Résultat attendu : Ajouter un canal supplémentaire relié à la même boîte de messages ne rend pas l’association omnicanale à elle seule, mais réduit déjà la perte de contacts.

Application guidée : comparer plusieurs points de contact

Contexte : Un cabinet dentaire propose la prise de rendez-vous par téléphone, formulaire web et messagerie. Sur 100 demandes reçues en un mois (40 téléphone, 35 formulaire, 25 messagerie), seules 60 sont retrouvées dans l’agenda final, faute de suivi centralisé.

Question : Que révèle cet écart entre 100 demandes reçues et 60 rendez-vous pris, du point de vue de l’omnicanalité du cabinet ?

Résultat attendu : L’écart de 40 demandes montre que les canaux ne sont pas reliés entre eux : certaines demandes se perdent faute de centralisation. Le cabinet doit adopter un seul agenda partagé, alimenté automatiquement par les trois canaux.

Application guidée : trouver le vrai problème

Contexte : Une enseigne de bricolage a investi dans un chatbot, une application mobile et un service client téléphonique, mais le taux de satisfaction reste bas malgré ces investissements.

Question : L’enseigne a-t-elle un problème de nombre de canaux ou un problème d’omnicanalité ?

Résultat attendu : Le nombre de canaux n’est pas le problème, il y en a déjà trois. Le vrai problème est probablement que ces canaux fonctionnent en silos, sans partager l’historique client : il faut vérifier si un conseiller peut voir ce qui a été dit sur les deux autres canaux avant d’ajouter un nouveau canal.

Pour bien le retenir

L'analogie

Imaginez un médecin de famille qui tient un seul dossier patient, peu importe que vous le consultiez au cabinet, par téléphone ou en visioconférence : il se souvient de tout votre historique. À l’inverse, le multicanal ressemble à consulter plusieurs médecins qui n’ont jamais accès à votre dossier précédent : vous devez tout raconter à chaque fois.

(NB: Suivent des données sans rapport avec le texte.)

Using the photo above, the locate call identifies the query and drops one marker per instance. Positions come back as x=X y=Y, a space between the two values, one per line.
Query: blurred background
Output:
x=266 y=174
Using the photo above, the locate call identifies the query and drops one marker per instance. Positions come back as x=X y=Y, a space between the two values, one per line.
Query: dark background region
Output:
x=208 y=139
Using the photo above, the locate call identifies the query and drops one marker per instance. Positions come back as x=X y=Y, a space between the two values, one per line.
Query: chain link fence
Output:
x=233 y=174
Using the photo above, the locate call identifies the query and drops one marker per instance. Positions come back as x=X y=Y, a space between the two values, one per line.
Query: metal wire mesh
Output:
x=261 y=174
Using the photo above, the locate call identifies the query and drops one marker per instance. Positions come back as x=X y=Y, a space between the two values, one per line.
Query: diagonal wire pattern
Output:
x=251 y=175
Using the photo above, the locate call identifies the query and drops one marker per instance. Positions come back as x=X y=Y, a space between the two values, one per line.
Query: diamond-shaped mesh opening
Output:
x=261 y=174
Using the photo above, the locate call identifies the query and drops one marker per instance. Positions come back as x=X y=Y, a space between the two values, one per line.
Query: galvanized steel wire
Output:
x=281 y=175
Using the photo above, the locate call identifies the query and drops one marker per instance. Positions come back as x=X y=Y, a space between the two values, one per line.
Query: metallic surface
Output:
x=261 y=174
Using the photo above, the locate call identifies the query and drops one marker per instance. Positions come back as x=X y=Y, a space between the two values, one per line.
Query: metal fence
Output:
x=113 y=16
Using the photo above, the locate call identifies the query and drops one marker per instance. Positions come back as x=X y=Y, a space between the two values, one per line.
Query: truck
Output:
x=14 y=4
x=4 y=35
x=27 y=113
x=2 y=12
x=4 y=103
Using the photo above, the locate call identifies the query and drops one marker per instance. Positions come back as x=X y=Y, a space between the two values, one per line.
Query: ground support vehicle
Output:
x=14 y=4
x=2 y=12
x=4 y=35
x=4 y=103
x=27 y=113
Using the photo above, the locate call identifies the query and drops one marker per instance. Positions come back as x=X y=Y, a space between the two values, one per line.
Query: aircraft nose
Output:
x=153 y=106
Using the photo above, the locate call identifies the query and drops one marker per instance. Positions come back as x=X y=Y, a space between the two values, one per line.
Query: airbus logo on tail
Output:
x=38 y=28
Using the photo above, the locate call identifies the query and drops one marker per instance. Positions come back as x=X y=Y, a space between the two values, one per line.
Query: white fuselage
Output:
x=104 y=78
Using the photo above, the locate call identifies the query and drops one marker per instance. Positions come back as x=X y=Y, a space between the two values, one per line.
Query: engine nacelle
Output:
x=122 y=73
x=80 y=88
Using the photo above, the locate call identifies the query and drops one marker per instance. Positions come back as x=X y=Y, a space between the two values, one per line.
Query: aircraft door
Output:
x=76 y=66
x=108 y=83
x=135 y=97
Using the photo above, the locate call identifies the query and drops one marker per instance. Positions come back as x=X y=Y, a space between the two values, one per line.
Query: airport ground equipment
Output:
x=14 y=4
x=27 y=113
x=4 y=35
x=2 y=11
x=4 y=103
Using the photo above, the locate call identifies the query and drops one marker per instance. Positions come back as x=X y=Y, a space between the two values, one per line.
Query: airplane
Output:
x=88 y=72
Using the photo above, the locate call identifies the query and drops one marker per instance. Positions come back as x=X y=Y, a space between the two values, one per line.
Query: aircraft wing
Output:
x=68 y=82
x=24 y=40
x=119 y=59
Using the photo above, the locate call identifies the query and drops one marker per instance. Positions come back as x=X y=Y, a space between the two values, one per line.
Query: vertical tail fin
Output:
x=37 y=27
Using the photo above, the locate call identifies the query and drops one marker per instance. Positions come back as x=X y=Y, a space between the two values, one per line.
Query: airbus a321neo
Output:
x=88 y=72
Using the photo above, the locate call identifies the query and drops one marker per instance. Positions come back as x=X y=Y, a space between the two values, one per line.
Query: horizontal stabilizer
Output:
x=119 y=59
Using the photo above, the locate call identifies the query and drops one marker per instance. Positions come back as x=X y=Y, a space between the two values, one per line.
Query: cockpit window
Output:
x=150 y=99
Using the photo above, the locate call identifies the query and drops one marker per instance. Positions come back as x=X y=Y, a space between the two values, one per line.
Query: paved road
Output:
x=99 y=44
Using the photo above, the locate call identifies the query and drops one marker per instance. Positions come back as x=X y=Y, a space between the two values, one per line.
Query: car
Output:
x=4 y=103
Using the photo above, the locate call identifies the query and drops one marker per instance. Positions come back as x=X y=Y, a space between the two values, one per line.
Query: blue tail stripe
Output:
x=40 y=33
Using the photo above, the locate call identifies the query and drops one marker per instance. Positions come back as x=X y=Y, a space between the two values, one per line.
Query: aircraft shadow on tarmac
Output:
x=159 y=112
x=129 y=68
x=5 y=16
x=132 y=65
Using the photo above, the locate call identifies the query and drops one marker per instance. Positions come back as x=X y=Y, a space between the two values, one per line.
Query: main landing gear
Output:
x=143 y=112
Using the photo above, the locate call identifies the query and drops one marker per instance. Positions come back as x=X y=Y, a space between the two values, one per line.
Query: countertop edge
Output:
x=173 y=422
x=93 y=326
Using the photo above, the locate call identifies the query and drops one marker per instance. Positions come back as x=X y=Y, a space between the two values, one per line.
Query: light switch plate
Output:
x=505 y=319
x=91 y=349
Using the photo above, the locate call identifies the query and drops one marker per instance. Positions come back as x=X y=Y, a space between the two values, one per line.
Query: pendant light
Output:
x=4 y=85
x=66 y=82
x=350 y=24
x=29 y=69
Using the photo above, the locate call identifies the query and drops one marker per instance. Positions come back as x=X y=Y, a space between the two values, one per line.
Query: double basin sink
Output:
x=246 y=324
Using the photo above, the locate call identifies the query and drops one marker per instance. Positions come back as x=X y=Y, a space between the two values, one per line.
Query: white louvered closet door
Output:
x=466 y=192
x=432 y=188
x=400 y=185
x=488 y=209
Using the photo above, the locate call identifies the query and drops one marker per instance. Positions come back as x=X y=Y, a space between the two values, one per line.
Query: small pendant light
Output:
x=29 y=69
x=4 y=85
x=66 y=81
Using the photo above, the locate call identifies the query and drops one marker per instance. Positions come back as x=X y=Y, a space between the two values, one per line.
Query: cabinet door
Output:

« Un seul dossier client, peu importe la porte d'entrée choisie. »

Pièges à éviter

À ne pas confondre avec

Ne confondez jamais omnicanal et multicanal : avoir simplement plusieurs canaux de contact (téléphone, email, réseaux sociaux) ne rend pas une entreprise omnicanale si ces canaux ne partagent pas le même historique client.

Une autre erreur fréquente est de croire qu'ajouter un chatbot rend automatiquement un service omnicanal : sans connexion aux autres canaux, il crée au contraire un silo supplémentaire.

Enfin, il ne faut pas penser que l'omnicanalité est réservée aux grandes entreprises : une petite structure peut la mettre en place simplement en centralisant ses échanges dans un seul outil, même modeste.

Évolution historique

Apparition : Années 2010

Quels changements depuis l’arrivée de l’IA ?

Les chatbots et les copilotes conseiller capables de résumer automatiquement les échanges précédents et d’unifier les données client ont rendu la promesse omnicanale beaucoup plus atteignable pour les petites structures, qui n’en avaient pas les moyens techniques auparavant. L’IA permet désormais de faire circuler le contexte d’un canal à l’autre sans effort manuel de saisie.

Évolution historique

Années 1990-2000 : le service client repose sur un canal principal, souvent le téléphone ou le guichet physique.

Années 2000 : apparition du multicanal, avec l’email et le site web qui s’ajoutent au téléphone, mais chacun avec son propre historique isolé.

Années 2010 : montée des réseaux sociaux et du mobile, les clients changent de canal en cours de conversation, naissance du concept d’omnicanalité et des outils CRM unifiés.

Fin des années 2010 : généralisation des plateformes de service client tout-en-un capables de centraliser les échanges.

Aujourd’hui : l’intelligence artificielle générative facilite le résumé et le transfert automatique du contexte entre canaux, y compris pour les petites structures.